In questi giorni in cui viviamo un isolamento forzato, sperimentando qualcosa che non avremmo mai voluto provare, i genitori possono trovare difficoltà a gestire i loro bambini, chiusi in appartamento, a volte annoiati, a volte irrequieti.

Vi propongo una attività, che può impegnare i piccoli in modo creativo.

Si tratta di un’attività pensata per i bimbi dai 3 agli 8 anni circa, da fare insieme: mamme, papà e bimbi. Un’attività piacevole e coinvolgente come un gioco, ma che è seria, che vi farà sentire più vicini e che resterà come un ricordo bello di questo periodo che bello non è.

Si tratta di un diario dei giorni “# io resto a casa”: sì, proprio il classico diario, su carta. Non spaventatevi: scriverete pochissimo, impiegherete poco tempo. L’importante e che lo facciate con piacere e che comunichiate questo piacere ai figli.

Per prima cosa trovate un quaderno carino e fateci scrivere sopra dal bambino, con tanti colori: “Diario”. Se i bambini sono due i quaderni saranno due. Se il bambino non sa scrivere, scriverà un genitore.

Fate scegliere a/i bambino/i dove mettere il diario e aiutatelo/li sempre a riporlo nel luogo scelto, dopo avere scritto.

Il diario va cominciato di mattina: quindici minuti sono più che sufficienti. Dopo la colazione, prima di iniziare la routine giornaliera, genitori e figli scrivono insieme. Si inizia con la data: sarà il bambino a farlo, se sa scrivere, altrimenti lo farà la mamma. Poi scriverete questa frase: “Oggi mi sento….” Si può scegliere un aggettivo (allegro, nervoso, pieno di energia ecc) o un colore (oggi mi sento blu, giallo, rosso ecc) oppure il nome di un animale (oggi mi sento un pettirosso, un gatto, un elefante ecc) o un fiore .. Insomma sbizzarritevi: ogni giorno cercate un “mi sento” nuovo.

Inizierà la mamma, poi scriverà il papà (o viceversa) e poi il bambino. Se il bambino non sa scrivere, scrive per lui un genitore. Se i bambini sono più d’uno, i genitori scriveranno sui diari di ognuno.

Scattatevi un bel selfie, stampatelo ed incollatelo sulla pagina. Altrimenti aspettate che riaprano le cartolerie e stampateli ed incollateli allora. In questo caso, lasciate il posto sulla pagina.

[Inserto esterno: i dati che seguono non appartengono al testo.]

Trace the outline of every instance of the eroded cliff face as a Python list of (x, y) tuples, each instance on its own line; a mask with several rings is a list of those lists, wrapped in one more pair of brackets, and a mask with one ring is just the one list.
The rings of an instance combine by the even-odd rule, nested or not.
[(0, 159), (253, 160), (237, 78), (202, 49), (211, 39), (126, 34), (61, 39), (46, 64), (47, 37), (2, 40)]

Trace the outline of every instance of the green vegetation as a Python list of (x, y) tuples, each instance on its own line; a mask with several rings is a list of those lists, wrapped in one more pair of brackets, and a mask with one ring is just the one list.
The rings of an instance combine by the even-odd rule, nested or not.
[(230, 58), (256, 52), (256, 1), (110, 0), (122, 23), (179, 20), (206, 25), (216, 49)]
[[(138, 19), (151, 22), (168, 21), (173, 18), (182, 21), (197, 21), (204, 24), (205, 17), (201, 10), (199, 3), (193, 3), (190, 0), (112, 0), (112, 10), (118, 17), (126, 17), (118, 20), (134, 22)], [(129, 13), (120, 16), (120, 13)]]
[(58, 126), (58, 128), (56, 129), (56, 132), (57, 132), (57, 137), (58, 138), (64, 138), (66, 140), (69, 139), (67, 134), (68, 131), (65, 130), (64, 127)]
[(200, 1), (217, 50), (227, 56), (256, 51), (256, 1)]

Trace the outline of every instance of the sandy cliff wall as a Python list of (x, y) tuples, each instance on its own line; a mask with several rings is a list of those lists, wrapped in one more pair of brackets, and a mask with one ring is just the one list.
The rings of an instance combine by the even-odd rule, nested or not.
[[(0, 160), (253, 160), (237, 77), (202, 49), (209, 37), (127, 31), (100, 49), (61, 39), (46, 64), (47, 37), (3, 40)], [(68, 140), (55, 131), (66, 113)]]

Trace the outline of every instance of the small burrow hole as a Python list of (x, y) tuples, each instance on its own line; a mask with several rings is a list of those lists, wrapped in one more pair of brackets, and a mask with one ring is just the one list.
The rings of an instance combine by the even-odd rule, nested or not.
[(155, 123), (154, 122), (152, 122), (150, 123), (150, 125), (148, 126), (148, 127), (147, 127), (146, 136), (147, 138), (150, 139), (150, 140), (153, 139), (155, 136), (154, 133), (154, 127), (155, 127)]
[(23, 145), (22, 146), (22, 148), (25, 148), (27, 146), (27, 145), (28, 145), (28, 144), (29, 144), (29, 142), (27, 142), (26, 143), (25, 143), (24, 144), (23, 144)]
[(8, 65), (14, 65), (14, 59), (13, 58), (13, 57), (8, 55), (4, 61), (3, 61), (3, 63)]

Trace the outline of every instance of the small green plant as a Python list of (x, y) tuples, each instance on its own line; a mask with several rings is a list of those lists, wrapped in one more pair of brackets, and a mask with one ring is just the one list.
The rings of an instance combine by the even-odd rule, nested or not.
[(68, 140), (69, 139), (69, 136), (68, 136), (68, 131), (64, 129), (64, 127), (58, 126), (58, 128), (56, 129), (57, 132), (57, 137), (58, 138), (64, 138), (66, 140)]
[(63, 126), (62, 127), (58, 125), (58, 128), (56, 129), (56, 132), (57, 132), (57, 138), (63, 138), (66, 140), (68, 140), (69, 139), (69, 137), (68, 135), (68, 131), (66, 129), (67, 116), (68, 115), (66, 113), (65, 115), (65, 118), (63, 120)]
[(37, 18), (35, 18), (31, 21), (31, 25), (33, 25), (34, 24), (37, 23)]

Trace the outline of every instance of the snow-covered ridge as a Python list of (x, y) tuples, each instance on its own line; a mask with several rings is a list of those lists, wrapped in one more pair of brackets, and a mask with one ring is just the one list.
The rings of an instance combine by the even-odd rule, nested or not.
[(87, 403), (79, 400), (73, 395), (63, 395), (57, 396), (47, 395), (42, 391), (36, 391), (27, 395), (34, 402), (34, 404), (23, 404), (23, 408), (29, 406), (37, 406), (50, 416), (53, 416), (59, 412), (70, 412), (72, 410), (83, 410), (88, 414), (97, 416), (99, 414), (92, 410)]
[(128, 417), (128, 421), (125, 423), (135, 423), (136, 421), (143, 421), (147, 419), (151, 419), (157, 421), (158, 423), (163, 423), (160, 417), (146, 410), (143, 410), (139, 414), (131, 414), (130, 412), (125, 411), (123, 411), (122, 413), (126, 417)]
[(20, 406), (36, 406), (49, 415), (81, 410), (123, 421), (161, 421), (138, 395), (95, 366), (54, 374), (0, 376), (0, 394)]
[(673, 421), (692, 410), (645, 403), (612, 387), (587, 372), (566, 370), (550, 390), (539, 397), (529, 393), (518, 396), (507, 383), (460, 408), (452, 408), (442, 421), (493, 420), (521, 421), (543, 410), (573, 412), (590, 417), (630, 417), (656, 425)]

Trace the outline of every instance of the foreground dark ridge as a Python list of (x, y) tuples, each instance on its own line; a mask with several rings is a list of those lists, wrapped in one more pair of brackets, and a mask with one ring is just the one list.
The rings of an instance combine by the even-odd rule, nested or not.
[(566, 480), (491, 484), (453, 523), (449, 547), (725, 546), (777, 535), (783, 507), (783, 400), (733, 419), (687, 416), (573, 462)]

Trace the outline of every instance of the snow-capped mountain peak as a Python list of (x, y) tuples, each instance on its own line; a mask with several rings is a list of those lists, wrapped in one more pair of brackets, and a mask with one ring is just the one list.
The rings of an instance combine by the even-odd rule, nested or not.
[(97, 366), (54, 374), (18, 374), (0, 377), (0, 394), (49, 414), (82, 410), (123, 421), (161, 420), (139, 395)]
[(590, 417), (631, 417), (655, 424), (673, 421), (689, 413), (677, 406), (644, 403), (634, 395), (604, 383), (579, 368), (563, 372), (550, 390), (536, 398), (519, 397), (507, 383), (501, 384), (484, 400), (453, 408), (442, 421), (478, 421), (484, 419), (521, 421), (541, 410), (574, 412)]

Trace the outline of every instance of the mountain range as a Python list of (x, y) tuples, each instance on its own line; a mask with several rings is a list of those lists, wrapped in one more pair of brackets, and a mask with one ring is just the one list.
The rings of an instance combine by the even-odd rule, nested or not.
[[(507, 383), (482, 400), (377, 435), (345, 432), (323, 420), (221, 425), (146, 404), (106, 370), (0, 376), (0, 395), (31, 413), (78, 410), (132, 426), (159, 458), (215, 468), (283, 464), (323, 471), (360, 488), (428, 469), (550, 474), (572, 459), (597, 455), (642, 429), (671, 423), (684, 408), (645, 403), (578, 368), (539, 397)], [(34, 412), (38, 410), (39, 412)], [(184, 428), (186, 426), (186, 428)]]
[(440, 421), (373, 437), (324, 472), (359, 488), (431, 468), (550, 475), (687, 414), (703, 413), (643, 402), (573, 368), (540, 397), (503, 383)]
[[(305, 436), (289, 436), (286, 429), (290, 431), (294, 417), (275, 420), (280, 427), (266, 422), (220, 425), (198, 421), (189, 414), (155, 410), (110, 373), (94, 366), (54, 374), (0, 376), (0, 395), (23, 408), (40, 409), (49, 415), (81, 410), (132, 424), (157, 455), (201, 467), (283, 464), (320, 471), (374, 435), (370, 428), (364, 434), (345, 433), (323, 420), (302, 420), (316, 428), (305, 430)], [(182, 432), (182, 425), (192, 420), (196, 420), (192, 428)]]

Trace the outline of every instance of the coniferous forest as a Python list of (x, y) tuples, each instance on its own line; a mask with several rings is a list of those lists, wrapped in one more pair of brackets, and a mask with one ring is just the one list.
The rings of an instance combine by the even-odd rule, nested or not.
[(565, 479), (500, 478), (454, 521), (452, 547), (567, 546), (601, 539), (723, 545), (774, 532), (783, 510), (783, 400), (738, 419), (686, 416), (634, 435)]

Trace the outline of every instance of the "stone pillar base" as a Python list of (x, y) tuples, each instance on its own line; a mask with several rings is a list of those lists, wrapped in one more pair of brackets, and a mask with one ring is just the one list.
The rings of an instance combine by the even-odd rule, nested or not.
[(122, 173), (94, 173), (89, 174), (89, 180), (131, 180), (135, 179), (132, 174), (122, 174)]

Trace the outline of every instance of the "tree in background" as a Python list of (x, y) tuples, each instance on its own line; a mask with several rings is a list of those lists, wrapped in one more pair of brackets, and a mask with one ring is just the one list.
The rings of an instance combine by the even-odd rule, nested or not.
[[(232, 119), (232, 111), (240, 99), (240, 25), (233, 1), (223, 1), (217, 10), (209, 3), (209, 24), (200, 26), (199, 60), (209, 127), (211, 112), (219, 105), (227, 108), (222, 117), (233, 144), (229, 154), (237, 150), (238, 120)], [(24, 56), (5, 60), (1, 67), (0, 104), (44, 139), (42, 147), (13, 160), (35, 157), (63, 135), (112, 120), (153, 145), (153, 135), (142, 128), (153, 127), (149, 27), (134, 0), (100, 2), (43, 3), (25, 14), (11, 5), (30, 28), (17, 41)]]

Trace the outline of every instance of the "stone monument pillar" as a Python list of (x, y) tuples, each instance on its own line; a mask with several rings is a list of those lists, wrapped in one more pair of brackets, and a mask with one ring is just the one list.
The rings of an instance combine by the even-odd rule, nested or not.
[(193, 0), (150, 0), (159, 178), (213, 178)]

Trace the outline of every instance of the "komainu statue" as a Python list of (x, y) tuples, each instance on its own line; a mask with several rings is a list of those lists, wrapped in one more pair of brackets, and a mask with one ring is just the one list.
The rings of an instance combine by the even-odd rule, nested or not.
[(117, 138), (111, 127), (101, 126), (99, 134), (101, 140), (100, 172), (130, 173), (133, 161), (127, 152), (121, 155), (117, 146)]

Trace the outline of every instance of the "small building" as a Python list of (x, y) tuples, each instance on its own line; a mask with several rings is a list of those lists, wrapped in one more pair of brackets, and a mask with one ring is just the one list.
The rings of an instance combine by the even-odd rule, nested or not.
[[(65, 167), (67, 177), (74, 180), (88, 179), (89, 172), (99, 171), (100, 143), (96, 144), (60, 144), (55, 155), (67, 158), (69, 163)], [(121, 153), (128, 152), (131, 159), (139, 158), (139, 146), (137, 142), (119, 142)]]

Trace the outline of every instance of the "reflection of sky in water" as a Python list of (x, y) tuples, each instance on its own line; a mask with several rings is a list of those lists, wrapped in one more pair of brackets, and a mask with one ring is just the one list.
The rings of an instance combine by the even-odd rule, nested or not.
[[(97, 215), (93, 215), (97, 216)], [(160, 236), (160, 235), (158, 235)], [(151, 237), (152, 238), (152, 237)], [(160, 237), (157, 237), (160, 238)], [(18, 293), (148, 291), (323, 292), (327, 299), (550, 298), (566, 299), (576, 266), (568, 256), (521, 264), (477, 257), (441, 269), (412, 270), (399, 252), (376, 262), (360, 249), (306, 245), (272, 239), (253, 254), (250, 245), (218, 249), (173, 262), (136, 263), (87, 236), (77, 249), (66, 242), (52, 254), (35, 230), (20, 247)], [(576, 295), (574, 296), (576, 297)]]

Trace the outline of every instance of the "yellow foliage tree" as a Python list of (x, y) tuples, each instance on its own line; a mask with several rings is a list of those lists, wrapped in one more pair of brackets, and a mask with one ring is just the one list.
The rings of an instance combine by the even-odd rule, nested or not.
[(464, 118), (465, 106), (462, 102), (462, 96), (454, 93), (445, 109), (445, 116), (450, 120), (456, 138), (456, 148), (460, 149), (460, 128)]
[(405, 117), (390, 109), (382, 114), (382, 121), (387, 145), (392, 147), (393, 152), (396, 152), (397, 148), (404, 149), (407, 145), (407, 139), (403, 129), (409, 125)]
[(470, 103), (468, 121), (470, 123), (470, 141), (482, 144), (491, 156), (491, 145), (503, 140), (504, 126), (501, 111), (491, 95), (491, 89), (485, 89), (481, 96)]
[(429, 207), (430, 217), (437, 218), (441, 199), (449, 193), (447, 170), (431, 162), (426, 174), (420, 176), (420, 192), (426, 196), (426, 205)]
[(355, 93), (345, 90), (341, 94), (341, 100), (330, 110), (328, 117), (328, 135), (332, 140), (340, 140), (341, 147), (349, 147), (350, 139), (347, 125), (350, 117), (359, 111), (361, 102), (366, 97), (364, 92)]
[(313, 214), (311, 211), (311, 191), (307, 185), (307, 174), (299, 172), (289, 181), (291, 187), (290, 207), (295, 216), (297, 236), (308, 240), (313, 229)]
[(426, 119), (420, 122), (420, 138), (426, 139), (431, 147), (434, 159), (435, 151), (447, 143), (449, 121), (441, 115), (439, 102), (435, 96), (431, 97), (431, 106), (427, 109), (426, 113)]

Per ora basta così: guidate il bambino a mettere a posto il diario. Se il figlio lo vuole, prima di riporlo, può fare un bel disegno o incollarci immagini o qualche altra cosa.

La sera, dopo cena, prima di andare a letto, dedicate ancora un po’ di tempo al diario. Riprendetelo e scriveteci su:

“Oggi mi è capitata questa cosa bella…” Comincia la mamma (o il papà), segue l’altro genitore, e poi il figlio. Una breve frasetta a testa: non cercate avvenimenti grandi, ma piccole cose quotidiane. E’ importante che al bimbo giunga il messaggio che ogni giorno capitano piccole cose belle, anche quando il periodo bello proprio non è.

Concludete scrivendo, ognuno, la “parola della giornata”, cioè una parola che definisca la giornata trascorsa: cercate sempre una parola positiva, che trasmetta fiducia nella vita e nel futuro e guidate il bambino a fare altrettanto.  Ciascuno scriva la sua parola.

Se avete voglia e tempo, potete anche cercare una filastrocca o una poesia, e trascriverla.

Poi aiutate il bambino a riporre il diario e … a nanna.

Ecco, tutto qui.

Scrivere questo diario assieme, rende un po’ meno inquieti i giorni e un po’più profondo il vincolo con i figli. Quanto tutto sarà passato, quando la quarantena sarà un ricordo da raccontare, questo piccolo diario resterà come un regalo prezioso che vi siete fatti.